To była pierwsza impreza kiedy skorzystałem z darmowego noclegu zapewnianego przez organizatora. Ma to swój klimat, a na Chudym Wawrzyńcu była to naprawdę super sprawa. Można było pogadać, po integrować się i wczuć w atmosferę nadchodzącego biegu razem z współtowarzyszami niedoli :)
3..2..1..START!
Wieczorem nie było za dużo spania, bo położyłem się spać ok 22, a trzeba było już być na nogach koło 1-2 w nocy. Oczywiście odpowiednio wcześniej przygotowałem sprzęt, tak aby rano tylko skorzystać z toalety, zjeść coś w ramach „śniadania” i być gotowym na transport na miejsce startu. Startowaliśmy w niedaleko oddalonej od Ujsoł – Rajczy, a dokładniej z amfiteatru.

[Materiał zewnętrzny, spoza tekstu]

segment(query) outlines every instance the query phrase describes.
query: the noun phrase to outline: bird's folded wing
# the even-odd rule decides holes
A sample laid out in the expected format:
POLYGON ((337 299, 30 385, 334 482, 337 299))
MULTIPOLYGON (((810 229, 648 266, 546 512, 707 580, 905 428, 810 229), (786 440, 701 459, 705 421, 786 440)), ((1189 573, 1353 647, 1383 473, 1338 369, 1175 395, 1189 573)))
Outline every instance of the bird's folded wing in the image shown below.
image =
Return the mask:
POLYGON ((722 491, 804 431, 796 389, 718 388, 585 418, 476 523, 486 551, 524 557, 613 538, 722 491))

Początkowo małe przemówienie bodajże burmistrza? oraz organizatorów. Rozgrzewka, sprawdzenie sprzętu, ostatnie zagrzewanie do walki i wystrzał startera! Założeniem było aby się trzymać razem z Rafałem i Januszem, ponieważ dla Janga to nie było pierwsze ultra, a Magda chciała pobiec swoim tempem.

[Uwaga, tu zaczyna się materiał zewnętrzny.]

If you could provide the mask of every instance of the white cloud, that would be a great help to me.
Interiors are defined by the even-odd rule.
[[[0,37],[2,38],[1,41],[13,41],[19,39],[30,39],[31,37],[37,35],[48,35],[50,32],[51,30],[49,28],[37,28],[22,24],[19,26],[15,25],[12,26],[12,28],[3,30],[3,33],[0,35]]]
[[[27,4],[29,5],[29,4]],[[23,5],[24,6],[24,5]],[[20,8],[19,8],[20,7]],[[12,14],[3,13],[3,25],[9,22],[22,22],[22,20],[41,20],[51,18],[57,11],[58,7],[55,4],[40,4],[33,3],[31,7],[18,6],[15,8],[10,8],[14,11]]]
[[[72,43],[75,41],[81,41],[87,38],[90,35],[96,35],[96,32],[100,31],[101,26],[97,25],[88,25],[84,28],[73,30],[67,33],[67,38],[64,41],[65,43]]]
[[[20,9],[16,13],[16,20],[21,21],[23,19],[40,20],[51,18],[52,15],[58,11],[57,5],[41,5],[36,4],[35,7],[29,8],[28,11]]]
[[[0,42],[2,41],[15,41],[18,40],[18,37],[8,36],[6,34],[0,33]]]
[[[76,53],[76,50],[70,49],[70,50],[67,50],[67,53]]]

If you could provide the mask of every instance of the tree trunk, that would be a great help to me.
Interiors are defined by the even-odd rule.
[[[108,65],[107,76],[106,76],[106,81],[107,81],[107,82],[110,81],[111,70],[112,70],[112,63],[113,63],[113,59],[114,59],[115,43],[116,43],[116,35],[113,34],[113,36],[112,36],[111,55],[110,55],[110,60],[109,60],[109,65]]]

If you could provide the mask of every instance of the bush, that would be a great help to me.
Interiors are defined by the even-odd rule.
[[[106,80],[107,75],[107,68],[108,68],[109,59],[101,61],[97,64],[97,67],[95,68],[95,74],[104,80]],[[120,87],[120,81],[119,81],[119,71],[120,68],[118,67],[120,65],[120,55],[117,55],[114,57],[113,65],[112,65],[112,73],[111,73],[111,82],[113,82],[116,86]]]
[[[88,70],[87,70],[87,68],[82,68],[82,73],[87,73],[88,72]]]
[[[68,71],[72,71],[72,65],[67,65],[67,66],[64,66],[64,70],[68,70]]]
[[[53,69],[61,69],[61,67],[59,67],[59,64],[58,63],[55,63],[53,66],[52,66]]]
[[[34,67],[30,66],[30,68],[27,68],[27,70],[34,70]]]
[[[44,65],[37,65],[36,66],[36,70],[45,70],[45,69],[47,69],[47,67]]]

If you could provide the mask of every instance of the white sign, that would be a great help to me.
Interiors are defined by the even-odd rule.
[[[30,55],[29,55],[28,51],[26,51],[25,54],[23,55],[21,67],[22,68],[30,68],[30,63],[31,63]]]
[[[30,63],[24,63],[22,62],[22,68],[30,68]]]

Początek biegu to asfaltowe drogi gdzie trzeba biec spokojnie bez pośpiechu, aby nie spalić się na kolejnych kilometrach. Pierwsze podejścia wszystko mogą zweryfikować. Biegliśmy tak ok. 10 km aż do momentu… zgubienia trasy. Pobiegliśmy za tłumem i dopiero po ok 3 km tłum zorientował się, że jest coś nie tak. Na trasie był popularne „faworki” z taśmy, które wyznaczały przebieg trasy. Ktoś chciał dzwonić do organizatorów, ale w końcu wg mapy cofnęliśmy się i trafiliśmy z powrotem na dobre tory. Przez ten 'incydent’ w sumie nadrobiliśmy ponad 5 km.
Pogoda i dalszy bieg
Prawie od początku padał deszcz. Stopniowo zwiększając swoją intensywność, aż do skrajnych momentów gdzie była ściana deszczu. Tego dnia było raptem 5-6 stopni Celsjusza. Nie było przyjemnie i tak walczyliśmy z pogodą aż do punktu odżywczego, który był dla mnie i Rafała zbawczy (Janusz czuł się na siłach by biec szybciej i powalczyć z trasą 80+ więc się odłączył, a my biegliśmy we dwóch). W punkcie dopisywały nam humory mimo, że był ziąb i lekko opadliśmy z sił. Byliśmy tam prawie 40 minut, ale było warto. Była wspaniała gorąca herbata, podjedliśmy trochę i kombinowaliśmy co zrobić aby było cieplej na trasie. Ostatecznie wykonaliśmy sobie t-shirty z folii NRC pod kurtki, tak aby kumulować ciepło. Z resztek folii zrobiliśmy pseudo-rękawiczki :)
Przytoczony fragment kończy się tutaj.